OK, OK. The vaccine. I have to tell you. So I volunteered to chauffeur a couple to Springfield to get their shots, because the woman can’t drive and the man shouldn’t, and I’m the nicest person ever. To Springfield, because many folks down there are numbed to the COVID peril by the barge of BS delivered nightly on Fox News, and so are uninterested in getting vaccinated. “It’s a gubment plot!”

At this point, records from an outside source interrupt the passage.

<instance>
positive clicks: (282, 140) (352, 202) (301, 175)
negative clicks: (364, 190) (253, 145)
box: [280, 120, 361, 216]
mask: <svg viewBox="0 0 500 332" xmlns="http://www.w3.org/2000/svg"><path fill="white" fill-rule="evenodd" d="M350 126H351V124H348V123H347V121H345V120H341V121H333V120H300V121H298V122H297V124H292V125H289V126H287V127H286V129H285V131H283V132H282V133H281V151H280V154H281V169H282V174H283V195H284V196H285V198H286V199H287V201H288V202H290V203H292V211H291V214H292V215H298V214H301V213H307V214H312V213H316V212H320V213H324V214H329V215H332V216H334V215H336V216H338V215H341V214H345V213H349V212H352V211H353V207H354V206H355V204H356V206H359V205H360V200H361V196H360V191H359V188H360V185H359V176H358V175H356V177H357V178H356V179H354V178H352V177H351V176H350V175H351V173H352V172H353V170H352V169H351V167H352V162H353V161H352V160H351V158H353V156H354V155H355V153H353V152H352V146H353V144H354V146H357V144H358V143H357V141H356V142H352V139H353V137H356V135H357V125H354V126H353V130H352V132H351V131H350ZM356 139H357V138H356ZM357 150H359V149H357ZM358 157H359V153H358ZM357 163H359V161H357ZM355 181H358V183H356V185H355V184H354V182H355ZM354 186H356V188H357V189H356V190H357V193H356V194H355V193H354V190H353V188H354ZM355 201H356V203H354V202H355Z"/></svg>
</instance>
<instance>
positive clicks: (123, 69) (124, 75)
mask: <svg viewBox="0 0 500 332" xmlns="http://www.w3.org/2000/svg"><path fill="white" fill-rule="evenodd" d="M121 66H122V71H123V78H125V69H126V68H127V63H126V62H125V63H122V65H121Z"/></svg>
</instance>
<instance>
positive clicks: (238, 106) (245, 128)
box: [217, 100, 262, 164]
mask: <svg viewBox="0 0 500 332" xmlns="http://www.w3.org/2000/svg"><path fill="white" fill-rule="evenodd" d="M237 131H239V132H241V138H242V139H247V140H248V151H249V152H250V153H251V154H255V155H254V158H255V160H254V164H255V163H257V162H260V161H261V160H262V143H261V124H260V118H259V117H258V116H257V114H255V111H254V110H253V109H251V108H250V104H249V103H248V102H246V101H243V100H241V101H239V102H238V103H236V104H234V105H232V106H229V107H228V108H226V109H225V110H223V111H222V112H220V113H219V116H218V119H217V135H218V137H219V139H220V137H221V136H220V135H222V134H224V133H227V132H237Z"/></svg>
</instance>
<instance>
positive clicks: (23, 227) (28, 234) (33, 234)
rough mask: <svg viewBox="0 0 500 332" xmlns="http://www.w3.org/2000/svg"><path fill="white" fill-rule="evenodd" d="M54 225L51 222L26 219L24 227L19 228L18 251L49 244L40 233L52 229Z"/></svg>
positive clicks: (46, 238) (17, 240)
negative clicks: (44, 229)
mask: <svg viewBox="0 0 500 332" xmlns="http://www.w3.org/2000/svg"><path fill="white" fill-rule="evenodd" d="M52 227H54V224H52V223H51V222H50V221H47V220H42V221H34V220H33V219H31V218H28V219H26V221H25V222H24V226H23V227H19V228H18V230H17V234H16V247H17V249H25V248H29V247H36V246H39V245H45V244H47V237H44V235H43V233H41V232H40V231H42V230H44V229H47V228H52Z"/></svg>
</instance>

And it was pointed out to me that I actually qualify for the shot, as a periodic smoker of cigars. That seems a stretch — maybe one cigar a month, in nice weather. So I checked the vaccine qualifications, and realized — to my horror — that I qualify on a second metric: I’m obese, technically, according to the highly debatable CDC chart. The result of not getting to the Y often enough over the past year. Not much over. A pound. But enough.

I was driving there anyway. So I signed up last Friday, and was presented with a range of open times for Monday. Did I mention that Donald Trump took Sangamon County by 4.4% in 2020? He did. In the valley of the blind, the one-eyed man is king....

So we get to Springfield — and this is the reason I must share this story, despite fat-shaming myself in the process — after a three-and-a-half hour drive. We burst into the Walgreens on 6th Street, and it’s ... empty. Not a soul. I had expected crowds. Heck, I expected that last scene from “The Year of Living Dangerously,” with Mel Gibson clawing his way through the Jakarta airport, waving his passport.

We walked amazed through empty aisles. Presented ourselves at the COVID window. Were quickly ushered into a little room. Brandon stuck the needle in so deftly I didn’t even know he did it.

I didn’t take a selfie, didn’t post to Facebook, because I sincerely wasn’t going to tell anybody. But now that I have, I’m glad. Because as the state of Illinois pivots from allowing only left-handed octogenarian EMS workers to get the shot, to urging everybody and his uncle to do so, you’re going to have to get one yourself, unless you’re among the solid third of Republicans who’d rather die, literally. If I can waddle into getting vaccinated, reluctant, conflicted, and drive all the way to Springfield and back, twice — we got the Pfizer vaccine, so we have to return — I bet you can manage to get one around here, eventually. If not, well, there’s a “more for us” joke waving its hand, but I’m going to let that one go.